= Institutum Judaicum =

The Institutum Judaicum was a special academic course for Protestant theologians who desired to prepare themselves for missionary work among the Jews.

The first of its kind was founded at the University of Halle, by Professor Callenberg in 1724. The great interest which Franz Delitzsch took in the conversion of the Jews to Christianity prompted him to establish a similar course at the University of Leipzig in 1886, and another was founded by Prof. Hermann L. Strack in Berlin the same year.

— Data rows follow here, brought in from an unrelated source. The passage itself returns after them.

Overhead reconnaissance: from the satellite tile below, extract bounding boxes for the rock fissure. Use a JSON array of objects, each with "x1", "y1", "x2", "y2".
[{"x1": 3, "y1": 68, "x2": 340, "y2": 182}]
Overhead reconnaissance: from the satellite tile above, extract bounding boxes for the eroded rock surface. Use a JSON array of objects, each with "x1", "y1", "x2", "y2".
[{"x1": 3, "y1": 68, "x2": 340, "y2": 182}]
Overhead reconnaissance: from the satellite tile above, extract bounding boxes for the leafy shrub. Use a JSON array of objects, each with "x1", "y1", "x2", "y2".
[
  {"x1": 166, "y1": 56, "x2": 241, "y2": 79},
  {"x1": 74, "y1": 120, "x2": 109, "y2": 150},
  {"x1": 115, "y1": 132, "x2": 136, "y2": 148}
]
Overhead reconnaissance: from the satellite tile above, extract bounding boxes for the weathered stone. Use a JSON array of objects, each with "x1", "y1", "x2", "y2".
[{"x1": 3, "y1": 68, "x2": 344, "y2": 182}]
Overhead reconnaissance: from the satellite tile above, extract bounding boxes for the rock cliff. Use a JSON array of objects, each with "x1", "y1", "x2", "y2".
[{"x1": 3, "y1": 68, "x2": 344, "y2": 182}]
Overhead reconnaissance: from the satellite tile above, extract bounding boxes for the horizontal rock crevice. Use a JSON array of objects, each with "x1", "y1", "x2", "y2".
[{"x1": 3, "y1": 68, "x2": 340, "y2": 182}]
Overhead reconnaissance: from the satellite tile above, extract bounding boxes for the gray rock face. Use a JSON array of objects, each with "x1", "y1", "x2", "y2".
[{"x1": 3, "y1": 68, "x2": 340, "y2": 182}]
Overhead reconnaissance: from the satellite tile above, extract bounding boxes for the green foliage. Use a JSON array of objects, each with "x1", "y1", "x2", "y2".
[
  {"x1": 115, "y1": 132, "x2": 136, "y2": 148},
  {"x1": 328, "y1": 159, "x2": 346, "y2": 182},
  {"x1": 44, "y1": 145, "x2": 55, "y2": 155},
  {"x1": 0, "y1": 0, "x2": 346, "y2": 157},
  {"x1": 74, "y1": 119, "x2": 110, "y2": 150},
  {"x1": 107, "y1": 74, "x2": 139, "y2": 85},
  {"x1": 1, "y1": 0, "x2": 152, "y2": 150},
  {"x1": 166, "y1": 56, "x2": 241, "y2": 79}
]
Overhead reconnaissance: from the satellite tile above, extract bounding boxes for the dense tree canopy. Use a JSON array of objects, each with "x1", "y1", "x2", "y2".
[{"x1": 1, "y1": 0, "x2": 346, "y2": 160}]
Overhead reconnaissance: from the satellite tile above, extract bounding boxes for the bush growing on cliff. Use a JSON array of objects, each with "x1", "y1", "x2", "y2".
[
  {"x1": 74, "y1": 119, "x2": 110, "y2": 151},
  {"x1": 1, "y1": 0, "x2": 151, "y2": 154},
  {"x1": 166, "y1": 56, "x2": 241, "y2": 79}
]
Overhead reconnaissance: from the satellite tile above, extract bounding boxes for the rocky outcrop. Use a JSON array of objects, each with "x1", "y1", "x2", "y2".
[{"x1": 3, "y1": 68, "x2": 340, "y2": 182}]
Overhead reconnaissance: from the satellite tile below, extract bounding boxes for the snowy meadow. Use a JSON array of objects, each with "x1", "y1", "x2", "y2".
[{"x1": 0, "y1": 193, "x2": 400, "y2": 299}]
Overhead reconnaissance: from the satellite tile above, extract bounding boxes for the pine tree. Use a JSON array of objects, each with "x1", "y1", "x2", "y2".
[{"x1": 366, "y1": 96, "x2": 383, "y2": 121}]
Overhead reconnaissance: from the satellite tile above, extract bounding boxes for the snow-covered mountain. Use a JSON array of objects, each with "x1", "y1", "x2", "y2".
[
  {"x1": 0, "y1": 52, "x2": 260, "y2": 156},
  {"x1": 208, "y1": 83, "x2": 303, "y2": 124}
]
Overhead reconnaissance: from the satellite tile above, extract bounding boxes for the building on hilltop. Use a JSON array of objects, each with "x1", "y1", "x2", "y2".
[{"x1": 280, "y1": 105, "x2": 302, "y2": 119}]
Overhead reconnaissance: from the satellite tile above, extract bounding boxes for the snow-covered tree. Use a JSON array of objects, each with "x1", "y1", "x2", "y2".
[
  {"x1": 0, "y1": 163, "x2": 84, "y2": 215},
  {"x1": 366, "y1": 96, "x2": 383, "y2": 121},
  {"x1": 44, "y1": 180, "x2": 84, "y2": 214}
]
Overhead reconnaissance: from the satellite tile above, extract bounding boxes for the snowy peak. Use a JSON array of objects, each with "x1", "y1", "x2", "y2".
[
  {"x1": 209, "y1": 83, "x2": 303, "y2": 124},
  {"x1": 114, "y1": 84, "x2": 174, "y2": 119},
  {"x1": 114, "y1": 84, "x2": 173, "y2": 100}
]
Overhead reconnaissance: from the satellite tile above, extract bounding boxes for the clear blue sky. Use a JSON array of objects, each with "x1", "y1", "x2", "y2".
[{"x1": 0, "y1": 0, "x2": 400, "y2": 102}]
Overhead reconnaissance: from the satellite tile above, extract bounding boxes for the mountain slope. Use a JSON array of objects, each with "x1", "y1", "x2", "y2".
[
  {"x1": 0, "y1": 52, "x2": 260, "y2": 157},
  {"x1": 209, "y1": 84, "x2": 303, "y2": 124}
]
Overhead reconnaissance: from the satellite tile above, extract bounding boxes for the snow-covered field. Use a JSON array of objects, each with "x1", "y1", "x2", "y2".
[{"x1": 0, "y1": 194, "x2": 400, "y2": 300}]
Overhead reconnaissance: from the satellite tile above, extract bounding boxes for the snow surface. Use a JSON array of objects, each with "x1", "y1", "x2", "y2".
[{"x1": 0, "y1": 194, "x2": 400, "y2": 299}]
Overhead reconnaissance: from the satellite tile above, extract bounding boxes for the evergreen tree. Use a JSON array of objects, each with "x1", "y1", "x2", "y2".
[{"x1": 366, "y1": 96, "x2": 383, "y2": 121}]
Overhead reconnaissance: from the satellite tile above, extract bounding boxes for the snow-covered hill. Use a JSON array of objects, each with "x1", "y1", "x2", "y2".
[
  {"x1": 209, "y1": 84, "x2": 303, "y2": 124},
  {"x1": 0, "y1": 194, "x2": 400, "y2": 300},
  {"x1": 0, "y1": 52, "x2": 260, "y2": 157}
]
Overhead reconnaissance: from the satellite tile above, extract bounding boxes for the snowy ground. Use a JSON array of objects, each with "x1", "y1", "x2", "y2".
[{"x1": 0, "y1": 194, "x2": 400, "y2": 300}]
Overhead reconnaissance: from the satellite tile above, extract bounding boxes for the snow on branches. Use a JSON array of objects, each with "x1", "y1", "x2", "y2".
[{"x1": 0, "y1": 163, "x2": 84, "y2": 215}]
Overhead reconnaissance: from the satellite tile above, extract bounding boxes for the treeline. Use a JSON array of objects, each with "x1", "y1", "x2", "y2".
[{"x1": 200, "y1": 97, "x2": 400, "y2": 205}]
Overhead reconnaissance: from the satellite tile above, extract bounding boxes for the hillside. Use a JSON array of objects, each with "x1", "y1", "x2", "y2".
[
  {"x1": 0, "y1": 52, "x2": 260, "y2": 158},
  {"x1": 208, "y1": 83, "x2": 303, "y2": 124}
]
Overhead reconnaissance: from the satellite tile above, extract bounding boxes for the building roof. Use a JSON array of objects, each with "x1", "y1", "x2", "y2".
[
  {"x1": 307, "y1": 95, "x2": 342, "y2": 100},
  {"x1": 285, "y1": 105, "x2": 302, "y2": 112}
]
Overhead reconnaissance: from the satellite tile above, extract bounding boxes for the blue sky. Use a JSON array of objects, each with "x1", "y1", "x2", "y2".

The institutes of Leipzig and Berlin have courses in New Testament theology with reference to the Messianic passages in the Old Testament, and they also give instruction in rabbinic literature; they further publish works helpful to their cause, as biographies of famous converts, controversial pamphlets, autobiographies of converted Jews, and occasionally scientific tracts. The Berlin institute has published Strack's "Introduction to the Talmud," his editions of some tractates of the Mishnah, and a monograph on the blood accusation. A special feature of its publications is the New Testament in Hebrew and Yiddish translations.

After the death of Strack, the Institutum Judaicum lessened its missionary drive and shifted its focus to research on post-biblical Judaism. Under pressure by Jewish scholars, research was contextualized under the aim of understanding Christian-Jewish relations in the wake of 20th century anti-Semitism and the consequences of World War II.